Air Force Reserve Command (AFRC)

- Fourth Air Force
  - 349th Air Mobility Wing
    - Headquarters 349th Air Mobility Wing
    - 349th Operations Group
      - 70th Air Refueling Squadron – Transitioning to KC-46 Pegasus
      - 79th Air Refueling Squadron – Transitioning to KC-46 Pegasus
      - 301st Airlift Squadron – C-17A Globemaster III
      - 312th Airlift Squadron – C-5M Galaxy
      - 349th Aeromedical Evacuation Squadron
      - 349th Operations Support Squadron
      - 349th Air Mobility Operations Squadron
    - 349th Maintenance Group
      - 349th Aircraft Maintenance Squadron
      - 349th Maintenance Operations Flight
      - 349th Maintenance Squadron
      - 749th Aircraft Maintenance Squadron
      - 945th Aircraft Maintenance Squadron
    - 349th Medical Group
      - 349th Aerospace Medicine Squadron
      - 349th Aeromedical Staging Squadron
      - 349th Medical Squadron
    - 349th Mission Support Group
      - 45th Aerial Port Squadron
      - 55th Aerial Port Squadron
      - 82nd Aerial Port Squadron
      - 349th Civil Engineer Squadron
      - 349th Logistics Readiness Squadron
      - 349th Force Support Squadron
      - 349th Security Forces Squadron

=== United States Navy ===
Commander, Naval Air Forces (COMNAVAIRFOR)

- Strategic Communications Wing ONE
  - Fleet Air Reconnaissance Squadron THREE (VQ-3)
    - Detachment (GSU) – E-6B Mercury

US Fleet Forces Command (USFF)

- US Naval Information Forces
  - Naval Computer and Telecommunications Area Master Station, Pacific
    - Naval Computer and Telecommunication Station San Diego
      - Naval Computer and Telecommunications Strategic Communications Unit
        - NCTSCU Detachment Fairfield (GSU)
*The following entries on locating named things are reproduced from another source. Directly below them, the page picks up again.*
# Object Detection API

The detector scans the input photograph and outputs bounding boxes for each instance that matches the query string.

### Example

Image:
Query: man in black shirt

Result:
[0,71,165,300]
=== Defense Threat Reduction Agency (DTRA) ===

- DTRA Travis

==Museum==
Travis AFB is host to the Travis Air Force Base Heritage Center, one of the largest collections of military aircraft on the west coast.

The Museum of Military Aviation History has a representative collection of American military aircraft from various periods: fighters, bombers, trainers, cargo and liaison aircraft. Its exhibits showcase Jimmy Doolittle and the Tokyo Raiders, the 15th AF in WW II, the Tuskegee Airmen, the Consairways story, the Berlin Airlift, and the history of Travis AFB with special emphasis on the Korean War, the Vietnam War, and other significant military missions.

Other exhibits include a space capsule for children, air force uniforms, the nose of a WWII glider, WWII aircraft recognition models, a Link Trainer, aircraft engines, and the cockpits of a T-28, a T-37, and an F-100.

==Airlines==
===Cargo===

| Airlines | Destinations |
|---|---|
| Atlas Air | Anchorage-Merrill, Chicago O'Hare |
| Kalitta Air | Anchorage-Merrill, Los Angeles |

==Education==
Dependent children living on-post are zoned to schools in the Travis Unified School District. On-post residents may be assigned to Scandia Elementary School or Travis Elementary School. The zoned secondary schools for on-post housing are Golden West Middle School and Vanden High School.

==In popular culture==
- John D. MacDonald, author of the best-selling Travis McGee suspense novels, has written that he specifically named his protagonist after the Air Force base.
- Larry Bond mentions Travis AFB in his 1989 techno-thriller Red Phoenix, as the Army's elite 7th Infantry Division's deployment point, from their base at Fort Ord, to reinforce the Eighth Army in the Republic of Korea after the North Korean invasion.